Notice that as \(n\longrightarrow \infty\), the ratio

\[\frac{F_n}{F_{n-1}}\longrightarrow \frac{F_{n-1}}{F_{n-2}}\]

So that, for large \(n\),

\[\frac{F_n}{F_{n-1}}\approx \frac{F_{n-1}}{F_{n-2}}\]

And since the ratio becomes very close, the sequence begins to behave like a geometric one. Let \(\phi\) represent this ratio. Then

\[\frac{F_n}{F_{n-1}}\approx \phi\]

\[\frac{F_{n-1}+F_{n-2}}{F_{n-1}}\approx \phi\]

\[1+\frac{F_{n-2}}{F_{n-1}}\approx \phi\]

\[1+\frac{1}{\phi}\approx \phi\]

\[\phi^2-\phi-1\approx 0\]

\[\phi^2\approx \frac{1\pm \sqrt 5}{2}\]

These are two separate ratios. We shall define them both as

\[\phi_+=\frac{1+\sqrt 5}{2}\]

\[\phi_-=\frac{1-\sqrt 5}{2}\]

Now let \(G_n\) and \(H_n\) be two sequences approximating \(F_n\) so that

\[G_n=\phi_{+}^n\]

\[H_n=\phi_{-}^n\]

Both of these also have the same property as the fibonacci sequence; namely

\[G_n=G_{n-1}+G_{n-2}\]

\[H_n=H_{n-1}+H_{n-2}\]

If \(G_1=G_2\) or \(H_1=H_2\), then we could just multiply by a constant to get the explicit definition of the fibonacci sequence. However, the first two terms of \(G_n\) are different, and the same applies for \(H_n\).

\(G_n\) is an overestimate of \(F_n\) and \(H_n\) is an underestimate, so perhaps \(G_n-H_n\) will be a slightly better estimate. \(G_n-H_n\) also has the property of the fibonacci sequence mentioned above. The first terms of \(G_n-H_n\) are

\[G_1-H_1=\sqrt 5\]

\[G_2-H_2=\sqrt 5\]

Since \(G_1-H_1\) and \(G_2-H_2\) are the same, we can multiply by the constant \(\frac{1}{\sqrt 5}\) so that we will now have a sequence \(\frac{1}{\sqrt 5}(G_n-H_n)\) with the properties

\[\frac{1}{\sqrt 5}(G_n-H_n)=\frac{1}{\sqrt 5}(G_{n-1}-H_{n-1})+\frac{1}{\sqrt 5}(G_{n-2}-H_{n-2})\]

\[G_1-H_1=1\]

\[G_2-H_2=1\]

This sequence has the same definition as the fibonacci sequence, so

\[F_n=\frac{1}{\sqrt 5}(G_n-H_n)\]

\[F_n=\frac{1}{\sqrt 5}(\phi_{+}^n-\phi_{-}^n)\]

\[F_n=\frac{1}{\sqrt 5}((\frac{1+\sqrt 5}{2})^n-(\frac{1-\sqrt 5}{2})^n)\]

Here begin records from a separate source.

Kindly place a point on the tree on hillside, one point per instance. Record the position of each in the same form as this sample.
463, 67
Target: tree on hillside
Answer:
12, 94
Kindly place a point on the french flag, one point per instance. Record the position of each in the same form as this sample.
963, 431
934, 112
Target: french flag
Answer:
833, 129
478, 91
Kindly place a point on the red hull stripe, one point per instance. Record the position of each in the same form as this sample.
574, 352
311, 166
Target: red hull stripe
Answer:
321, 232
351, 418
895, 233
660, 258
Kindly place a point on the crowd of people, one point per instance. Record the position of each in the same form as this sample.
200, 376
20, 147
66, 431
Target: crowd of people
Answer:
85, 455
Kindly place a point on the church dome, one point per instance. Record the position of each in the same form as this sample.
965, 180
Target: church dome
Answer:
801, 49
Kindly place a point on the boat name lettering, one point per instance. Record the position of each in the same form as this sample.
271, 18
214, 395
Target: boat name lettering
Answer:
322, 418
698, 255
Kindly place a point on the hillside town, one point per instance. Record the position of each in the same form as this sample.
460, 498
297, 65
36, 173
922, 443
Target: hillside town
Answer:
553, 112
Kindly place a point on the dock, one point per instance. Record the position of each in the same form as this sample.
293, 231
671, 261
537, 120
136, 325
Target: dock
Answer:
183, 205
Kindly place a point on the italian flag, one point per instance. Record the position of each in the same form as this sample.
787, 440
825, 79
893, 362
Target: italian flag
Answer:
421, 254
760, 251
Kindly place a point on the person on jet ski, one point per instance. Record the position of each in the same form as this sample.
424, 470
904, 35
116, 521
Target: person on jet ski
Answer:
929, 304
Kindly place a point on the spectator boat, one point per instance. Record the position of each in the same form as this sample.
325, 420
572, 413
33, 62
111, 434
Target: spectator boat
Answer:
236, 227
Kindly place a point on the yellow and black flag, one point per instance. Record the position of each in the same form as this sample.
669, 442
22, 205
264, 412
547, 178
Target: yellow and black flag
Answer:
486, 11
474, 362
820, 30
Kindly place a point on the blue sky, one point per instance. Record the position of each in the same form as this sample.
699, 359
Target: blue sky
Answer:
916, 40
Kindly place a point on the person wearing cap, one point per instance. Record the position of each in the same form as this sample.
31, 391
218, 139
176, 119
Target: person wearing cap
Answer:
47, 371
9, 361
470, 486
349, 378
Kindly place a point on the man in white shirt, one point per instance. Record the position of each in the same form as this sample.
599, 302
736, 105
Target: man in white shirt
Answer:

Which is the explicit formula for the fibonacci sequence. We can now write a more exact formula for our iteration, but it will be pretty messy, so we’ll skip doing that.

Perhaps this method can also be applied to similar functions whose *n*th iterates can be expressed in the form

\[f^n(x)=\frac{K_{n-1}x+K_n}{K_nx-K_{n+1}}\]

where \(K_n\) is another sequence defined in terms of the two previous terms.